Parameters, Winter, 2000 by Reed R. Bonadonna, William J. Prior, Michael P. Noonan

* That cities on the "fringes of civilizations" have problems is not a result of the causal power of history (i.e., "they have always hated each other"). Rather, "causes for killing" are clearly related to political, economic, and/or ideological factors.

* Munich may have "whimpered" not in relationship to its categorization as a "hierarchical city" but because it was the end of a painful war. Likewise, Mogadishu was just really beginning to mobilize political and military forces against a number of likely "enemies." That war will also eventually end with a whimper. They all do.

* I am not sure how cities "squander" creative energies by being multicultural. We need some clarification on that point. Some people even like having spaghetti, chow mein, sushi, and hot dogs available on the same street. It is only when differences become politicized that competition can turn into conflict. This is a challenge for democratic politics.

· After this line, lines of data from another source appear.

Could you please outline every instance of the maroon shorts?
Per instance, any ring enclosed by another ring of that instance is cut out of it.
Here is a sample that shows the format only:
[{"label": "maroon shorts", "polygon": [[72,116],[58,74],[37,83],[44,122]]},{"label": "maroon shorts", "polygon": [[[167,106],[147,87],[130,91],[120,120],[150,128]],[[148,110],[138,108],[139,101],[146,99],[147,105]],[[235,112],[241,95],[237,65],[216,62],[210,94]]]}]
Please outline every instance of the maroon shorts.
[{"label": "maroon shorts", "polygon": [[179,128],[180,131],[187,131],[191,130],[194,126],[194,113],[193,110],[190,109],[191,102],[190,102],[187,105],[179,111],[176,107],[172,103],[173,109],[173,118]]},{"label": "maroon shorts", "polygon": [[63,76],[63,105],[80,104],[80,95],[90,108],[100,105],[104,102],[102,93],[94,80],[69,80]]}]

* Most people agree that the fighting between Palestinians and Israelis is not irreconcilable, given historical patterns which have more peaceful times than conflict periods, and not related to profound difference in beliefs, values, and ambitions-- they are all "peoples of the Book(s)" having remarkably similar codes of belief and conduct but very different political experiences. Most of the time, under most conditions, their social relationships are quite peaceful.

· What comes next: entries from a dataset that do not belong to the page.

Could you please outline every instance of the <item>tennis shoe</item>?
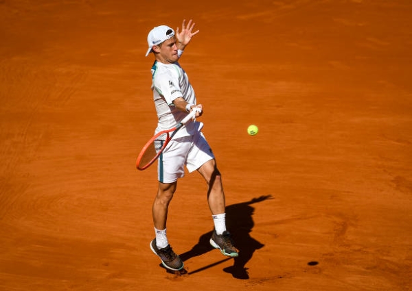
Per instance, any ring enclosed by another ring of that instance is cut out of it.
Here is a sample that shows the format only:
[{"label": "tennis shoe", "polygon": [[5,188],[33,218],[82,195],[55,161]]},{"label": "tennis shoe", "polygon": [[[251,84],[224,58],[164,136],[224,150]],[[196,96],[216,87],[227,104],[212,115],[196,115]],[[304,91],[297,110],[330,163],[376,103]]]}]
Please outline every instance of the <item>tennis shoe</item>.
[{"label": "tennis shoe", "polygon": [[239,255],[239,251],[233,246],[230,233],[227,231],[219,235],[216,233],[216,230],[214,231],[210,238],[210,244],[215,249],[219,249],[223,255],[228,257]]},{"label": "tennis shoe", "polygon": [[156,255],[160,257],[161,264],[169,270],[179,270],[183,268],[183,262],[172,249],[170,244],[165,248],[158,249],[156,239],[150,242],[150,249]]}]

* There seems to be some definitional problems with race, blood, and color. If there are "differences in blood" one just might find differences in "race." Race is associated with genotype and phenotype and becomes important when associated with preferential access to valued goods and services. Blood types A, B, or O are not predictors of violence. And color is not the same thing as race or blood. If people, like flowers, come in different colors, we just might have to blame God. We can make color either a benefit or a curse.

* Social organization is most basic at the level of intermarriage--usually an ethnic in-group or out-of-group phenomenon. Hence Lieutenant Colonel Peters' argument about the former Yugoslavia disintegrates. Ethnic groups are not primitive social organizations on an evolutionary march to civilization. They are simply one way human populations organize in support of socialization. The marriage patterns (endogamy) may have been overlooked by modernists, but are critical indicators of political loyalties and economic consumption patterns whether under the rule of an empire or modern state.

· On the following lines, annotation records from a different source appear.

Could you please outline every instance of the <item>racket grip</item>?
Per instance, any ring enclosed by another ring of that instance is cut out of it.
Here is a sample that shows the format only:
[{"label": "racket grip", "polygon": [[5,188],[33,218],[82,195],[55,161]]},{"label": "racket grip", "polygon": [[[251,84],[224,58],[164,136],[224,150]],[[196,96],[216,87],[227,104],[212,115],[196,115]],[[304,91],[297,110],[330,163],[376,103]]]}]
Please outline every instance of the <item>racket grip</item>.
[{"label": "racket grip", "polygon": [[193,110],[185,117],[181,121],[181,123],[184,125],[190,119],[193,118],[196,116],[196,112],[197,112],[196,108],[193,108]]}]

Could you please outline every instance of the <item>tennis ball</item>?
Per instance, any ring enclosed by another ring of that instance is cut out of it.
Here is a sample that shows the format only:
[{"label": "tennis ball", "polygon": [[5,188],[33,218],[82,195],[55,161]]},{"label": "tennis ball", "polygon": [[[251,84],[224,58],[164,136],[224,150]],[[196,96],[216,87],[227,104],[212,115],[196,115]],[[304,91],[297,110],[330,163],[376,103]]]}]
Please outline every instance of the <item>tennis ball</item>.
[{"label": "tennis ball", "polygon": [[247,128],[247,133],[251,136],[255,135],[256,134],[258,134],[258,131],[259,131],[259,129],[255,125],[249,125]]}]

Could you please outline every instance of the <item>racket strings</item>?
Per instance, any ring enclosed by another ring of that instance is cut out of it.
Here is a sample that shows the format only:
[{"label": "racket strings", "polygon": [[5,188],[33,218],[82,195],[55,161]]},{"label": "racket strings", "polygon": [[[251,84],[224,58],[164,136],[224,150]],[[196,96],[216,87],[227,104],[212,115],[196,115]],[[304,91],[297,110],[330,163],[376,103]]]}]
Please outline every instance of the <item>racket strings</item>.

* We do know many of the reasons why people kill, and it isn't for a phantasmagoria of identity. There are very real political, economic, and social concerns that form "more than the total of the sum of the parts." But in knowing, there is responsibility.

* A major ethical concern is the implication that single ethnic group or monocultural cities are somehow "best"--if they can be found to exist. Admittedly, there are practical, even compelling arguments for separating people so they can't fight (ethnic cleansing), and/or the deprivation of the object of hatred (genocide). However, the solutions should not be less palatable than the problem.